Primi interventi urgenti di protezione civile in conseguenza degli eccezionali eventi meteorologici che, a partire dal giorno 18 gennaio 2026, hanno colpito il territorio della fascia costiera della regione Calabria, della regione autonoma della Sardegna e della regione Siciliana.
AVVISO ALLA CLIENTELA
Ordinanza del Capo Dipartimento della Protezione Civile n. 1180 del 30 gennaio 2026: Primi interventi urgenti di protezione civile in conseguenza degli eccezionali eventi meteorologici che, a partire dal giorno 18 gennaio 2026, hanno colpito il territorio della fascia costiera della regione Calabria, della regione autonoma della Sardegna e della regione Siciliana.
Si informa la Gentile Clientela che la Banca è disponibile ad attivare la sospensione dei mutui, ai sensi dell’art. 10 dell’Ordinanza di cui sopra, inerente ai primi interventi urgenti di protezione civile in conseguenza degli eccezionali eventi meteorologici che, a partire dal giorno 18 gennaio 2026, hanno colpito il territorio della fascia costiera della regione Calabria, della regione autonoma della Sardegna e della regione Siciliana.
Ambito di applicazione
La misura è disposta a favore di:
- soggetti privati o imprese, titolari di mutui relativi a edifici sgomberati o danneggiati;
- soggetti imprese, titolari di mutui relativi alla gestione di attività di natura commerciale ed economica, anche agricola, svolte nei medesimi edifici di cui sopra.
Finanziamenti ammessi
Mutui, ipotecari o chirografari, relativi a edifici sgomberati o danneggiati, ovvero relativi alla gestione di attività di natura commerciale ed economica, anche agricola, svolte nei medesimi edifici.
Seppur non espressamente previsto dalla normativa, il Gruppo Bper d’intesa con Sardaleasing, si rende disponibile a sospendere anche i relativi contratti di leasing sulla clientela interessata dagli eventi meteorologici di cui sopra, sempre previa autocertificazione del danno subito.
Termini della richiesta
La facoltà di sospensione può essere esercitata entro il 31 marzo 2026; la richiesta, comprensiva di autocertificazione del danno (resa ai sensi del D.P.R. 445/2000 e successive modificazioni e integrazioni), dovrà essere presentata in forma scritta alla Dipendenza presso la quale il finanziamento è in ammortamento.
Modalità di sospensione
La sospensione può essere richiesta una sola volta, fino all’agibilità o all’abitabilità dell’immobile ma comunque non oltre la data di cessazione dello stato di emergenza, pari al 26/01/2027 (ciò comporterà un allungamento della durata residua del mutuo pari al periodo di sospensione richiesto).
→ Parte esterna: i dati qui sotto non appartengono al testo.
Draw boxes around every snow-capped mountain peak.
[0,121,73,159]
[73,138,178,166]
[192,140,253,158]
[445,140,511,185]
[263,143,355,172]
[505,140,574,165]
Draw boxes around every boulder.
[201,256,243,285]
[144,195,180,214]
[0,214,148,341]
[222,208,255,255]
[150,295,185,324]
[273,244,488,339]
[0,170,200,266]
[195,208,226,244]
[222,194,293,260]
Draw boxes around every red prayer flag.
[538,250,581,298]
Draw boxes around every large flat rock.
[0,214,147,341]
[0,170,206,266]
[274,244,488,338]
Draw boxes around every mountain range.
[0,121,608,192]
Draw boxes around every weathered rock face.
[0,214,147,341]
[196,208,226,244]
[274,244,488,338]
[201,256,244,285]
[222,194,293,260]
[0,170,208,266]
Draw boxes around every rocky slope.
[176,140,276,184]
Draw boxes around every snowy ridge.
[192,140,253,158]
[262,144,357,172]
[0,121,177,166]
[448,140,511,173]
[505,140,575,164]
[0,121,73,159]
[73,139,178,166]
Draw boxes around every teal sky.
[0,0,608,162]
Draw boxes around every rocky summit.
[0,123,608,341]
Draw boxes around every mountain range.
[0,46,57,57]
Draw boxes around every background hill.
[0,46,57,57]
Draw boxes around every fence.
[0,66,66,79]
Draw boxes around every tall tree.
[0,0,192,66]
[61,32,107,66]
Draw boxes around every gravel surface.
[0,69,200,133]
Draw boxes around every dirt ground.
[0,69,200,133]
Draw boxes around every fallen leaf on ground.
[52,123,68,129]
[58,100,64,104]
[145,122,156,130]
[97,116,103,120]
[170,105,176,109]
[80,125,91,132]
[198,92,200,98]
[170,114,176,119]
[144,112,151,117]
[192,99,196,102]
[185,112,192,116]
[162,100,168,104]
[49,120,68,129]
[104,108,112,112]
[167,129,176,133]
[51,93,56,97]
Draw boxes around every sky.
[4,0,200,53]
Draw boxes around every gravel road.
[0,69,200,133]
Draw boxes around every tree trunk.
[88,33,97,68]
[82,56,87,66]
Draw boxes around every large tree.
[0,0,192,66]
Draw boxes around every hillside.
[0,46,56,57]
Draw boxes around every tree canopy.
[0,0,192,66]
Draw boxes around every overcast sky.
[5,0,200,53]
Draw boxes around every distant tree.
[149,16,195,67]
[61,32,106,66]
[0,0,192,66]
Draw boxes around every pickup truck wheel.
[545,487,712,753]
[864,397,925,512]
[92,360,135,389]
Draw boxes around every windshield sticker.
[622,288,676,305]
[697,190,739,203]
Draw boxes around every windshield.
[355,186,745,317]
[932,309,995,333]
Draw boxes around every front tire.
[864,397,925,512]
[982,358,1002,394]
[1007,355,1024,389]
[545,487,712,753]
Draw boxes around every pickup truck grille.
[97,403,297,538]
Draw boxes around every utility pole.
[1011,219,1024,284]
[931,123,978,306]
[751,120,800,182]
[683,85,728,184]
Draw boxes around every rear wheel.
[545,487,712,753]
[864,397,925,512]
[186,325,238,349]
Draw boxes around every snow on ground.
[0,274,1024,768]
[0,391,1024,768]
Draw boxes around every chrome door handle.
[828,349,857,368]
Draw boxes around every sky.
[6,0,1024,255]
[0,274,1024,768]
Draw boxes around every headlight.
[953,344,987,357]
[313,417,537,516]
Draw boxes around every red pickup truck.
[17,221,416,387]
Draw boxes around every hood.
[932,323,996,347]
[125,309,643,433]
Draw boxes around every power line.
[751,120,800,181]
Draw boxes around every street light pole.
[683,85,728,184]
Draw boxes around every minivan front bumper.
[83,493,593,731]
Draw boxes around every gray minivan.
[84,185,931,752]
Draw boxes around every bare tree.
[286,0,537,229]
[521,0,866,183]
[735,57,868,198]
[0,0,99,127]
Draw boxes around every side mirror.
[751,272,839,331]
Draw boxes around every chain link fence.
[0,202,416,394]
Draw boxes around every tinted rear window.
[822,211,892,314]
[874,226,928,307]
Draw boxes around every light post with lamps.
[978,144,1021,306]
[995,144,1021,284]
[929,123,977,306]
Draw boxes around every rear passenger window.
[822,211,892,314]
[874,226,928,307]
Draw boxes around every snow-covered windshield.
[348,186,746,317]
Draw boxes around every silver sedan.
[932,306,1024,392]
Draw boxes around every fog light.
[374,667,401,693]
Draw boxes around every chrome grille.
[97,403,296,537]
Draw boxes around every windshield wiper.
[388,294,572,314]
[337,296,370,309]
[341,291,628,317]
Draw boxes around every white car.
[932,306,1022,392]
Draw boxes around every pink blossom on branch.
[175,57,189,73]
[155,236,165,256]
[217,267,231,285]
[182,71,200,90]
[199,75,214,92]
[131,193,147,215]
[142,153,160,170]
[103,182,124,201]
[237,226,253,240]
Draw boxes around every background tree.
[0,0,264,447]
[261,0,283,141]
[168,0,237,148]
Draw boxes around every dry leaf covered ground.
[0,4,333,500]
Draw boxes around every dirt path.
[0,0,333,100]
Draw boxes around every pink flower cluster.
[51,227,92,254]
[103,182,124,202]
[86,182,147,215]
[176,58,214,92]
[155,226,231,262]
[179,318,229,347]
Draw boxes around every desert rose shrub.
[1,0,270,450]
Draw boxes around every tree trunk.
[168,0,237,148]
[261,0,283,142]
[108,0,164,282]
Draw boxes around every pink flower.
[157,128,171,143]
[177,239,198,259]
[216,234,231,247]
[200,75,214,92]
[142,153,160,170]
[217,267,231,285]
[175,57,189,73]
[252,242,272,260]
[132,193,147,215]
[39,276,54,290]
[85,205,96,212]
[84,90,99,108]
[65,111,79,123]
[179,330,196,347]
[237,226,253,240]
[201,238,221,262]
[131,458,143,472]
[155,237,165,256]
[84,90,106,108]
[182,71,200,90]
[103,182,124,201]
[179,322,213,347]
È possibile optare per:
- sospensione dell’intera rata – nel periodo di sospensione maturano gli interessi contrattuali pattuiti, che saranno rimborsati dal cliente a partire dalla prima scadenza successiva al termine del periodo di sospensione. L’importo calcolato verrà ripartito su tutto il piano di ammortamento residuo sotto forma di quote aggiuntive alle rate già previste;
- sospensione della sola quota capitale – durante il periodo di sospensione sarà dovuto il regolare pagamento degli interessi, calcolati sul debito residuo del mutuo riferito alla data di sospensione.
Condizioni
La sospensione non comporterà alcuna commissione aggiuntiva. Restano a carico del cliente gli interessi contrattuali pattuiti che matureranno durante il periodo di sospensione, se previsti.
Il conteggio degli interessi viene eseguito in base alla formula contenuta nel Documento Tecnico del Piano Famiglie (debito residuo per tasso d’interesse contrattualmente pattuito per periodo di sospensione richiesto).